Lo scorso novembre, l’associazione ambientalista ha pubblicato un rapporto molto dettagliato con una serie di considerazioni e proposte per contrastare il fenomeno degli incendi estivi. «Lo abbiamo pubblicato a novembre perché è un periodo in cui non si parla mai di incendi», dice Gianfranco Zanna, presidente di Legambiente Sicilia. «Pensavamo che fosse un modo per essere ascoltati, invece non è cambiato nulla: anche quest’anno si è ripetuto quello che avevamo denunciato».
Tra le misure proposte c’erano l’estensione dei divieto di pascolo per dieci anni su tutte le aree percorse dal fuoco, mentre attualmente il divieto riguarda solo i boschi; la decadenza per dieci anni di ogni beneficio finanziario per le aziende agricole la cui superficie è stata bruciata per un’estensione maggiore del 5 per cento; l’introduzione di un vincolo per impedire di costruire su tutte le aree naturali percorse dal fuoco fino a 15 anni dopo l’incendio. «Occorre mettere un freno assoluto, costi quel che costi, al circolo vizioso incendio-nuovi lavori-incendio», si legge nel rapporto. «Eventuali interventi post incendio dovrebbero essere preceduti da rigorose verifiche sulla capacità di ricostituzione spontanea della vegetazione naturale».
Secondo Zanna, le norme esistenti non vengono applicate o comunque si dimostrano inefficaci a reprimere un fenomeno per lo più criminoso. «Alimentati dai cambiamenti climatici e attizzati dai delinquenti, questi incendi si possono prevenire solo con provvedimenti forti, come quelli che abbiamo proposto», dice.
Da sempre la prevenzione è scarsa o in molte zone addirittura assente: i boschi, i prati e i bordi delle strade non vengono puliti dalle sterpaglie secche, molto infiammabili.
Attualmente in Sicilia ci sono 18.700 forestali: 1.328 hanno un contratto a tempo indeterminato, 5.295 sono in servizio per 151 giornate all’anno, 8.774 per 101 giornate e i restanti 3.252 per 78 giorni. L’età media dei lavoratori è piuttosto alta, 57 anni, con rischi legati alla sicurezza, ai tempi e alla qualità degli interventi.
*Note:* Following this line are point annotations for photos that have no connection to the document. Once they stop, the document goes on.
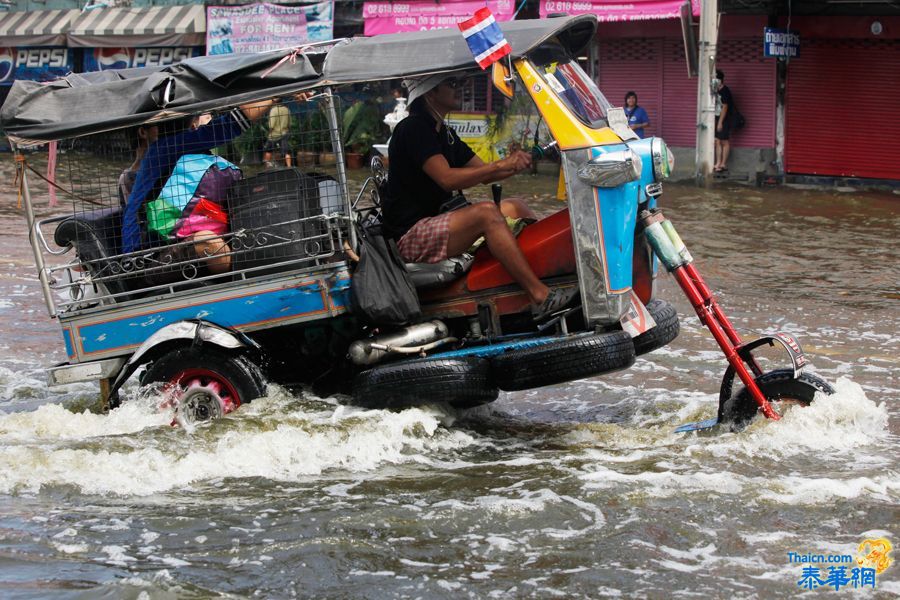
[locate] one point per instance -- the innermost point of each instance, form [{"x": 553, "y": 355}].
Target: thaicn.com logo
[
  {"x": 839, "y": 571},
  {"x": 7, "y": 64}
]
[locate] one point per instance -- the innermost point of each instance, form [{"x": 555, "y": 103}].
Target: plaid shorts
[{"x": 426, "y": 241}]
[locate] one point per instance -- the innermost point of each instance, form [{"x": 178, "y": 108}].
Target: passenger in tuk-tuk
[
  {"x": 428, "y": 162},
  {"x": 161, "y": 157}
]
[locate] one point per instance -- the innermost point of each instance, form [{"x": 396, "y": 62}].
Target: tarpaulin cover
[
  {"x": 38, "y": 112},
  {"x": 43, "y": 112}
]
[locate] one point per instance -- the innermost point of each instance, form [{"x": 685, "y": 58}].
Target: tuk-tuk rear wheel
[
  {"x": 575, "y": 357},
  {"x": 204, "y": 383},
  {"x": 666, "y": 330}
]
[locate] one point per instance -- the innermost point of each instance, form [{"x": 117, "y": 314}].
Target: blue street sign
[{"x": 781, "y": 43}]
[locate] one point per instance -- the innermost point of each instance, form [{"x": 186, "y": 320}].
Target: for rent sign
[
  {"x": 260, "y": 27},
  {"x": 781, "y": 43}
]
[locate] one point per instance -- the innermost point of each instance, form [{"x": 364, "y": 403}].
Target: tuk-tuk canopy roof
[{"x": 88, "y": 103}]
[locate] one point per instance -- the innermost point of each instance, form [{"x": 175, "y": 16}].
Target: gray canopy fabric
[{"x": 35, "y": 112}]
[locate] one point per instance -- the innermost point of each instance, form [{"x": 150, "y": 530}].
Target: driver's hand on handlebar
[{"x": 515, "y": 162}]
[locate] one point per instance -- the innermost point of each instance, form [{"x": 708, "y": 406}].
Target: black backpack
[{"x": 381, "y": 292}]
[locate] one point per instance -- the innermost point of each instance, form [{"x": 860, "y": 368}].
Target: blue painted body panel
[
  {"x": 120, "y": 330},
  {"x": 617, "y": 209}
]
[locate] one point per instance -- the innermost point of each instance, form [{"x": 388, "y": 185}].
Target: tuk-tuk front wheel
[
  {"x": 780, "y": 388},
  {"x": 204, "y": 384}
]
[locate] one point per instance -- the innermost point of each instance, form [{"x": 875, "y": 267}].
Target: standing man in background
[
  {"x": 724, "y": 122},
  {"x": 637, "y": 116}
]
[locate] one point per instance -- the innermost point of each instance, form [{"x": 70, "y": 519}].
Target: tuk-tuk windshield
[{"x": 563, "y": 75}]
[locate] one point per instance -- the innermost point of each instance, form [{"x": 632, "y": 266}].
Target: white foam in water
[
  {"x": 833, "y": 428},
  {"x": 832, "y": 425},
  {"x": 295, "y": 445}
]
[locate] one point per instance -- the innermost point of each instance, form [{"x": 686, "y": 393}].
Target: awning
[
  {"x": 136, "y": 27},
  {"x": 36, "y": 28}
]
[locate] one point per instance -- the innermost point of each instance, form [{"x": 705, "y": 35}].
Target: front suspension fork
[{"x": 674, "y": 255}]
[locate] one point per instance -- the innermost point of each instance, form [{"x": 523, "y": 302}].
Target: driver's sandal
[{"x": 557, "y": 300}]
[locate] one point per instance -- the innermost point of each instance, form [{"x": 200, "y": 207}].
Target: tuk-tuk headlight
[
  {"x": 663, "y": 160},
  {"x": 611, "y": 169}
]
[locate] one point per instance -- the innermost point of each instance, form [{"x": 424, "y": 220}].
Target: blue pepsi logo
[
  {"x": 7, "y": 64},
  {"x": 112, "y": 58}
]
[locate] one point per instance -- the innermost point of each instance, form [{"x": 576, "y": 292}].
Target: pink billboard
[
  {"x": 393, "y": 17},
  {"x": 618, "y": 10}
]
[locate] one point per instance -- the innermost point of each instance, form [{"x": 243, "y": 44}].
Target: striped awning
[
  {"x": 155, "y": 26},
  {"x": 36, "y": 27}
]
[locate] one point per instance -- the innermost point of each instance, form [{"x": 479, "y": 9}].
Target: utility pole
[{"x": 706, "y": 105}]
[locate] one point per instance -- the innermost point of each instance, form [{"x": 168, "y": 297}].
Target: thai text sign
[
  {"x": 392, "y": 17},
  {"x": 261, "y": 27},
  {"x": 781, "y": 43},
  {"x": 617, "y": 10}
]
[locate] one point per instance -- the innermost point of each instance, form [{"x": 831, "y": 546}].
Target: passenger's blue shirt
[
  {"x": 160, "y": 159},
  {"x": 638, "y": 115}
]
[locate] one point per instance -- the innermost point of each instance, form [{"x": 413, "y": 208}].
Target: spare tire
[
  {"x": 666, "y": 330},
  {"x": 570, "y": 358},
  {"x": 462, "y": 382}
]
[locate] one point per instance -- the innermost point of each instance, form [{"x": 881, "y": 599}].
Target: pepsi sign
[
  {"x": 104, "y": 59},
  {"x": 7, "y": 65},
  {"x": 36, "y": 64}
]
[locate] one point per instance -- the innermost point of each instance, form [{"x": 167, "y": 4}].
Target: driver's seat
[
  {"x": 430, "y": 275},
  {"x": 424, "y": 276}
]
Quest’anno la regione ha stanziato 134 milioni di euro fondi europei per le attività di prevenzione, ma 64 sono stati sbloccati solo a metà giugno e gli altri 70 non sono ancora disponibili. «Le opere di prevenzione non possono essere fatte a luglio, perché così sono tardive e inutili», dice Tonino Russo, segretario regionale della FLAI Cgil. «Ci siamo fatti trovare ancora impreparati. Dietro un incendio c’è sempre un criminale: non possiamo lasciarli agire senza intervenire in nessun modo».
Il presidente della regione Sicilia, Nello Musumeci, che nei giorni scorsi ha chiesto e ottenuto lo stato di mobilitazione nazionale del sistema di Protezione civile per chiedere l’aiuto di volontari arrivati dalle altre regioni, ha detto che «per vent’anni l’antincendio in Sicilia è stato un argomento da sindacato».
Il capo della Protezione Civile, Fabrizio Curcio, ha ricordato al presidente della regione che «le responsabilità nell’ambito di ciò che si fa contro gli incendi boschivi sono chiare: le norme prevedono che la lotta attiva sia di competenza delle Regioni, e la lotta attiva non è solo spegnimento, ma anche sorveglianza, avvistamento».